Gabrielle Richardson, a junior design and merchandising major at Drexel, said partygoers physically and verbally assaulted her at a backyard party on Bouvier Street near Oxford. A group of male students at a party in the yard next door began shouting at her through a hole in the fence separating the two properties.
“I asked them if one could bum me a cigarette and they said, ‘only if you suck our d–ks,’” Richardson said. Then, she said, one of the men threw his drink at her.
Richardson, who is African-American, said she confronted the men, who continued to yell racially charged insults at her, including calling her a “B—h-a– Harriet Tubman” and the N-word.
“We made contact with owners of both properties, either side because there were simultaneous parties going on,” said Temple Police Capt. Edward Woltemate in the Investigations Unit. “And at that point it seemed the individuals we spoke to had knowledge that an incident took place but I think a lot of them knew about it based on the social media post that they had read. We didn’t come across any eye-witnesses that heard or saw what occurred.”
After reporting the incident to Temple and Philadelphia police, Richardson said she went home and posted her story on Facebook.
Richardson said she posted the story online because she is an “activist by trade.”
“Who am I if I can’t stand up for myself?” she said. “I’m very for the protection and safety of women and people of color.”
The post has been shared 466 times as of Monday night, including on the Temple University Class of 2017 page.
Gabrielle Vinogradov, a junior journalism major, posted the story to the class of 2017 page, and said it was her “natural instinct.”
“When I saw she wrote that status, and because I’m big on feminism and wanted to spread awareness, it was my natural instinct to get her justice,” Vinogradov said. She added that she messaged Richardson and made sure the events had been reported to Temple Police.
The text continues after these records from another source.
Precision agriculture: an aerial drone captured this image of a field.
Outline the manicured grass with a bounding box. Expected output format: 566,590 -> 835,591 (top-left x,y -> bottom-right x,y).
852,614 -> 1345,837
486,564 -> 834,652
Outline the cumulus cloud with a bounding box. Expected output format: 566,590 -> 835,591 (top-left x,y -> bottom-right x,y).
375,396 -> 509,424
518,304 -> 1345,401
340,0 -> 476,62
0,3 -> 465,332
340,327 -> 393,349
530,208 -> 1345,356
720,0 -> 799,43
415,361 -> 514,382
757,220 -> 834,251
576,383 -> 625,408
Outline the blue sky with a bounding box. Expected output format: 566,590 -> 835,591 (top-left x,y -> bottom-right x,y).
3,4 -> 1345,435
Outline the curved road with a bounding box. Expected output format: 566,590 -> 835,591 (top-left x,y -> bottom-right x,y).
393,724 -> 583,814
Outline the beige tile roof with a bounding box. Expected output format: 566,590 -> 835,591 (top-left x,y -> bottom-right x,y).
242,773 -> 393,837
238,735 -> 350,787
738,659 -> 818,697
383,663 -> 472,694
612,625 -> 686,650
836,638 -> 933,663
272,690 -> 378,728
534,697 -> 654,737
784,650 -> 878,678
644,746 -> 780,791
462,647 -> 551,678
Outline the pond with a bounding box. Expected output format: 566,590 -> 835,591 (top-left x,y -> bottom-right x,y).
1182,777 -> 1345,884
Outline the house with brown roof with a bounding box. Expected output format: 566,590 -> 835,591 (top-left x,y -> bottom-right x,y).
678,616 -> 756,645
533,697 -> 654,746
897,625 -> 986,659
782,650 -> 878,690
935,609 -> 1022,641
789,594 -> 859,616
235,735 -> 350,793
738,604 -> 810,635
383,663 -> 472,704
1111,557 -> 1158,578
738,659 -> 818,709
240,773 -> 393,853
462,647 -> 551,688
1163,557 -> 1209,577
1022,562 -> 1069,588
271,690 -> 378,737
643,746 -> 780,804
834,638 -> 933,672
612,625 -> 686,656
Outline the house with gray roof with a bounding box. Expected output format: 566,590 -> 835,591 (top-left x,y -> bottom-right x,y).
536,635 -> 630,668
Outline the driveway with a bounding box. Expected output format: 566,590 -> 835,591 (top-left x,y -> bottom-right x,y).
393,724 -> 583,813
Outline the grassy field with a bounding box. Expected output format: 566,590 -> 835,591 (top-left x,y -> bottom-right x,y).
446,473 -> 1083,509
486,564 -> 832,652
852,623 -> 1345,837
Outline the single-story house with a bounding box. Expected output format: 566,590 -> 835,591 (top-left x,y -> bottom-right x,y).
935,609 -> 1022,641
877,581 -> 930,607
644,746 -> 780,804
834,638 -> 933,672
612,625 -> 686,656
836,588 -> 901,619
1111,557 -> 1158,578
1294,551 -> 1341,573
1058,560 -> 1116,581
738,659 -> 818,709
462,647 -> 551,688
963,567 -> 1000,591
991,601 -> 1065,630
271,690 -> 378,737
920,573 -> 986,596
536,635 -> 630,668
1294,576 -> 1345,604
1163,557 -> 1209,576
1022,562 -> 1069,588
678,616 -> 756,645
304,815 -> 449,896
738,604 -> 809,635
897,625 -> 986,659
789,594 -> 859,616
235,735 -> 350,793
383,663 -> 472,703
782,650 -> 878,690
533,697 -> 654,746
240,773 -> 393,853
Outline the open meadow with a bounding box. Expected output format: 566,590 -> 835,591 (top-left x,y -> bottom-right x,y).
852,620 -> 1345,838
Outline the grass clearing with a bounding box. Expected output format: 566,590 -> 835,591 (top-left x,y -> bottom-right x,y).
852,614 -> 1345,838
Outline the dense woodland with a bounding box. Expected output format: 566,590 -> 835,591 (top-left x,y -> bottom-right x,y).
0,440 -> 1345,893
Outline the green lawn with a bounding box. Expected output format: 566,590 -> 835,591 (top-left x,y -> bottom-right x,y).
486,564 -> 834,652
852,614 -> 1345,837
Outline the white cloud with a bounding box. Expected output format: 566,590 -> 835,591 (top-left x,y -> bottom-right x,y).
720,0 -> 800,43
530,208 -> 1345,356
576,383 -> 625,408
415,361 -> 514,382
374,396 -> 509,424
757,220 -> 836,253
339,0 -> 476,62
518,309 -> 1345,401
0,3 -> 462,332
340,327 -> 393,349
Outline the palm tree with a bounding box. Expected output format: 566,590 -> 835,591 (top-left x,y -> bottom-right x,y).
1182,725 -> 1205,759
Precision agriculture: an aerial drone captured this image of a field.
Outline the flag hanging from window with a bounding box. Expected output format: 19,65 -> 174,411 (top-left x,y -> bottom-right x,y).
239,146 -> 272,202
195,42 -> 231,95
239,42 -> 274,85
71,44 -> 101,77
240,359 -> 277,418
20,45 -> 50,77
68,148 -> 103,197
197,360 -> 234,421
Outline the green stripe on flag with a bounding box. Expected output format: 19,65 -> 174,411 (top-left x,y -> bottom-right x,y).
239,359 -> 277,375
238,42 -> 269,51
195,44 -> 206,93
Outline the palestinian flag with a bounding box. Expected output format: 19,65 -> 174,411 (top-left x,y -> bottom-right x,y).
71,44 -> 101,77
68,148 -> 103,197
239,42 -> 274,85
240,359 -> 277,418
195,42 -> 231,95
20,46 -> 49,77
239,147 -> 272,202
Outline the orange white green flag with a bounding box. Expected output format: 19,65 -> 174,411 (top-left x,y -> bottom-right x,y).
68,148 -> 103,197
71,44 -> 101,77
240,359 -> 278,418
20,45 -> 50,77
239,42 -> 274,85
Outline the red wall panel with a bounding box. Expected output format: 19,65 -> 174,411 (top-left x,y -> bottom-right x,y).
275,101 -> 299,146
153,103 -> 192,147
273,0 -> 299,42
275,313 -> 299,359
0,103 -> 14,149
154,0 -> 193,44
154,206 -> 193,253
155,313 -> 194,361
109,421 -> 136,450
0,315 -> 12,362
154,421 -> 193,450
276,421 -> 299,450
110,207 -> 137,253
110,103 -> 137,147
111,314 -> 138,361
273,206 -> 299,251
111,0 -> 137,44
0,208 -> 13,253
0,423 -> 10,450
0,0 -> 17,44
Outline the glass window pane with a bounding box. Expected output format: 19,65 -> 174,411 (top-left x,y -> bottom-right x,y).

“My initial thought was, ‘S–t, that could have been me,” Vinogradov said. “This isn’t rare. It happens all the time.”
Richardson’s Facebook post did not include the details of what was said to her, but she included the address of the party the men were attending.
“[Posting the address] made it more real,” Richardson said. “I didn’t think anything of it. It was creating an environment where they felt okay calling me a b—h-a– Harriet Tubman. That’s a dangerous thought process, and I want people to be warned.”
A Temple student who lives at the address that was hosting the party said the assault was not from his housemates. He declined to give his name or other identifying information.
“This person put my address on blast,” he said. “Now people have a preconception of the house and the people who live here. I wasn’t even at the party, and [my housemates], they’re decent people.”
Richardson said the men who yelled at her told her they were from La Salle University, University of Pennsylvania and Widener University. The one who threw his drink at Richardson was a Temple student, she said.
“The challenge mainly was trying to identify who actually did what,” Woltemate said. “The victim even said that at this point it would be tough for her to identify anyone. So, we were trying to get the identification of these individuals from other people at the party and we haven’t been too successful yet with that, trying to find who said these remarks, who threw the alcohol.”
Richardson said about a dozen Temple students have since reached out to her saying they have had similar experiences.
“These are areas where it’s zero-tolerance, there’s no latitude here,” said Charlie Leone, executive director of Campus Safety Services. “This shouldn’t happen. There’s no reason for someone to go to a party, enjoy themselves and have to deal with this.”